いくら景気が良くても、業界自体が左前になっていけば、個別企業も事業継続を断念せざるを得ない状況に追い込まれるのは仕方がないのかもしれません。世の中的なトレンドとしては(さして役立つとも思えない)「円安倒産」「人手不足倒産」などに関するデータにも注目が集まっているようですが、個人的にはパチンコや新聞など、「業界として傾いている産業」で、どんな倒産が発生するのか、注目したいと思う次第です。業界が衰退するなら円安も円高も無関係に倒産が増えるはずだからです。

どんな時代も倒産が発生するのは当然のこと

「円安倒産」や「人手不足倒産」は適切な用語なのか?』を含め、最近、当ウェブサイトでしばしば指摘している通り、昨今は「円安倒産」だの、「人手不足倒産」だのといった、なかなかに不思議な表現を見かけることが増えている気がします。

円安を主因とした倒産、人手不足を主因とした倒産、ということだと思うのですが、そもそも定義自体が曖昧であるうえに、それらが「増えている」、「減っている」などと統計を取ってみたところで、なにか意味があるようにも思えません。

日本ほどの大きな国であれば、どんな好景気であっても、企業の「倒産」がゼロになることはありませんし、ましてやコロナ禍のころから始まった、いわゆる「ゼロゼロ融資」(利息ゼロ・担保ゼロの融資)の弁済期がそろそろ始まろうとするなかで、倒産件数はこれから増えていくことが予想されるところです。

ゼロゼロ融資による倒産はこれから増えるかも?

ちなみにこの「ゼロゼロ融資」とは、新型コロナウィルス感染症(いわゆる武漢肺炎)の影響を受けた企業に対し、一定条件で実質無利子・無担保・最大5年の貸付などを行うというもので、2020年に始まり、政府系金融機関は2022年9月まで、民間金融機関も2021年3月まで、新規貸付を受け付けていました。

この「ゼロゼロ融資」は、名目はあくまでも「コロナ禍で売上が落ち込むなどした企業や事業者の支援」などに主眼が行われていましたが、実質的にはコロナ禍以前から業況が芳しくない企業の支援にも使われてしまっているのが実情のようです(※これに関する情報源は秘匿します)。

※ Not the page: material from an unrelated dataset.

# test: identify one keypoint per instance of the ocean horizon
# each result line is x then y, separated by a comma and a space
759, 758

また、「ゼロゼロ融資」が行われた件に限らず、コロナ禍などの異常事態を受け、中小企業などに対する融資の返済基準が緩和される傾向にあったことなどを踏まえると、最近の倒産事例は「人手不足倒産」や「円安倒産」などではなく、「放っておいてもどうせ倒産していた会社」、というケースも多いようです。

「人手不足倒産」だ、「円安関連倒産」だ、といったデータが出て来ても、それをそのまま鵜呑みに信じるのは難しいところですし、ましてやそれらのデータが政策当局者らに対しても、何らかの有益な情報を提供するものとも思えません。

そもそも、俗に「倒産」と呼ばれる経済事象については、法的整理(民事再生法、会社更生法、破産など)にしろ、私的整理にしろ、原因を明確に特定できるものとは限りません。

「人手不足倒産」や「円安倒産」に集計されている倒産も、実際のところはなにか他の原因で経営破綻に至ったものの、対外的には「人手不足」だ、「円安」だと説明した方が格好がつくから、そう説明しているにすぎない、といった事例もあるのではないでしょうか(あくまでも想像ですが)。

外部経営環境による倒産

さて、あくまでも一般論ですが、倒産には「外部要因が関わっているかどうか」という観点から、大きく2つに分けられると思います。

ひとつは、輸入企業や労働集約産業のように、「円安」、「人手不足」といった要因で経営破綻に至る可能性がある企業でしょう。

たとえば「米国産の牛肉を使っているステーキ店で、12年前と比べて仕入値が3倍になったが、価格に転嫁できず、利益が圧縮されて事業が廻らなくなり、倒産する」というケースがあったとしたら、これは「円安関連倒産」といえるかもしれません。

また、「代わりはいくらでもいる」、「安い時給で働かせる」といった具合に、労働者を湯水のように使う業態で、今までのような「時給1,000円未満」などでは人が雇えなくなり、働き手がいなくなって経営が立ち行かなり、廃業するというケースは、「人手不足倒産」といえるかもしれません。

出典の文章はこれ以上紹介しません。